Ms Shah told BBC Radio 4’s World at One that her first instinct when the comments came to light was to issue an immediate apology and resign straight away as parliamentary aide to shadow chancellor John McDonnell, but that she was advised to wait and see whether the story was picked up by newspapers.
“I waited for it to be published the next day and I shouldn’t have done,” she said.
“One of the tough conversations I had to have with myself ... that same day was ‘God! Am I anti-Semitic?’ I had to really question my heart of hearts.
“Yes I have ignorance, yes everybody has prejudice and unconscious biases, but does that make me anti-Semitic? And the answer, I was really clear, was ‘No, I don’t have a hatred of Jewish people’.”
Ms Shah said the posts came about in the context of conversations she was having over Israel’s military action in Gaza, and that she was “ignorant” of their wider significance.
“I’ve had conversations with lots of people and they’ve talked to me and explained to me what I’ve got to understand and what the connotations were of what I’d done and how it’s hurt people,” she said.
”It was really really ignorant.”
Asked whether she now accepted the comments were anti-Semitic, she said: “Absolutely.”

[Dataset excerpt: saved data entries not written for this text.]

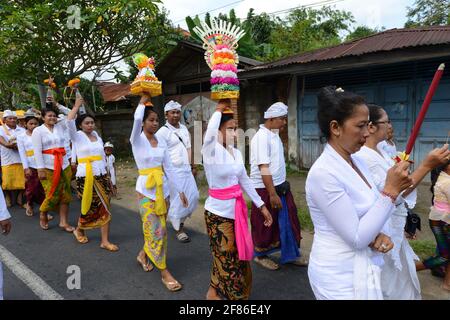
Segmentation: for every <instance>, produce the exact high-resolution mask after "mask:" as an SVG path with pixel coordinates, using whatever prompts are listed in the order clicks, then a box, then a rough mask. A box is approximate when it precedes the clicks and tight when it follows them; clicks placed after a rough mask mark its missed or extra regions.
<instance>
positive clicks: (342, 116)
mask: <svg viewBox="0 0 450 320" xmlns="http://www.w3.org/2000/svg"><path fill="white" fill-rule="evenodd" d="M317 102H318V109H317V121H318V124H319V128H320V131H321V133H322V134H321V137H320V141H321V142H326V141H328V140H329V139H330V137H331V131H330V123H331V121H333V120H335V121H337V122H338V123H339V124H340V125H342V124H343V123H344V121H345V120H347V119H348V118H350V117H351V116H352V115H353V112H354V111H355V107H356V106H358V105H362V104H366V101H365V100H364V98H363V97H362V96H360V95H357V94H355V93H352V92H350V91H342V90H337V88H336V87H335V86H328V87H324V88H321V89H320V90H319V93H318V94H317Z"/></svg>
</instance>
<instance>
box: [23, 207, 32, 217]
mask: <svg viewBox="0 0 450 320" xmlns="http://www.w3.org/2000/svg"><path fill="white" fill-rule="evenodd" d="M25 209H26V210H25V214H26V215H27V216H28V217H32V216H33V215H34V212H33V208H31V206H29V205H27V206H26V208H25Z"/></svg>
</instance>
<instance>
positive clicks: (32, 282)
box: [0, 245, 64, 300]
mask: <svg viewBox="0 0 450 320" xmlns="http://www.w3.org/2000/svg"><path fill="white" fill-rule="evenodd" d="M0 260H1V261H2V262H3V263H4V264H5V265H6V266H7V267H8V269H10V270H11V271H12V273H14V274H15V275H16V277H17V278H19V279H20V280H22V281H23V283H25V285H26V286H27V287H28V288H30V289H31V291H33V292H34V294H35V295H37V296H38V297H39V299H41V300H64V298H63V297H62V296H61V295H60V294H59V293H58V292H56V291H55V290H53V289H52V288H51V287H50V286H49V285H48V284H47V283H46V282H45V281H44V280H42V278H41V277H39V276H38V275H37V274H35V273H34V272H33V271H32V270H30V268H28V267H27V266H26V265H24V264H23V263H22V262H21V261H20V260H19V259H17V258H16V257H15V256H14V255H13V254H12V253H11V252H9V251H8V249H6V248H5V247H3V246H2V245H0Z"/></svg>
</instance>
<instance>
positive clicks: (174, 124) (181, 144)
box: [156, 101, 199, 242]
mask: <svg viewBox="0 0 450 320" xmlns="http://www.w3.org/2000/svg"><path fill="white" fill-rule="evenodd" d="M164 112H165V114H166V119H167V121H166V124H165V125H164V126H162V127H161V128H160V129H159V130H158V132H157V133H156V138H157V139H163V140H164V141H165V142H166V144H167V146H168V149H169V155H170V160H171V161H172V165H173V166H174V169H175V173H176V175H177V181H178V182H179V183H180V184H181V191H183V192H184V194H185V195H186V197H187V199H188V203H189V206H188V207H187V208H185V207H184V206H183V204H182V202H181V200H180V197H179V195H178V194H179V193H178V192H176V191H175V190H171V192H170V207H169V213H168V217H169V220H170V221H171V222H172V226H173V228H174V229H175V231H176V232H177V239H178V240H179V241H180V242H189V241H190V238H189V236H188V235H187V234H186V232H185V231H184V230H183V225H184V222H185V220H186V218H187V217H190V216H191V215H192V213H193V212H194V211H195V209H196V208H197V205H198V198H199V194H198V188H197V184H196V183H195V178H194V175H193V173H192V172H193V166H191V138H190V135H189V131H188V130H187V128H186V127H185V126H184V125H182V124H181V123H180V119H181V105H180V104H179V103H178V102H175V101H170V102H168V103H167V104H166V105H165V107H164Z"/></svg>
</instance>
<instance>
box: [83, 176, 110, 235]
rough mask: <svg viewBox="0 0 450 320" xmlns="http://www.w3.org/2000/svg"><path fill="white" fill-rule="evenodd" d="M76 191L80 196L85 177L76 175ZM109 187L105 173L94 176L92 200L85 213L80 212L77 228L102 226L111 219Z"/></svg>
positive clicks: (85, 229) (97, 227)
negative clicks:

“The language that I used was anti-Semitic, it was offensive. What I did hurt people ... Those people who say ‘Naz didn’t do anything anti-Semitic’, actually no, I did. I used that language.
“I didn’t get anti-Semitism as racism. I had never come across it.”
Ms Shah said Labour needed to address the issue of anti-Semitism within its ranks, telling World at One: “If you have one incident that’s a one-off. If you have two incidents, you’ve got an issue. When there’s a pattern of things emerging then you have to address that.
“Labour isn’t overrun by anti-Semitics. I think there are pockets where there is ignorance, but that’s as in any party. Ignorance will only move and shift if we start having the conversations.”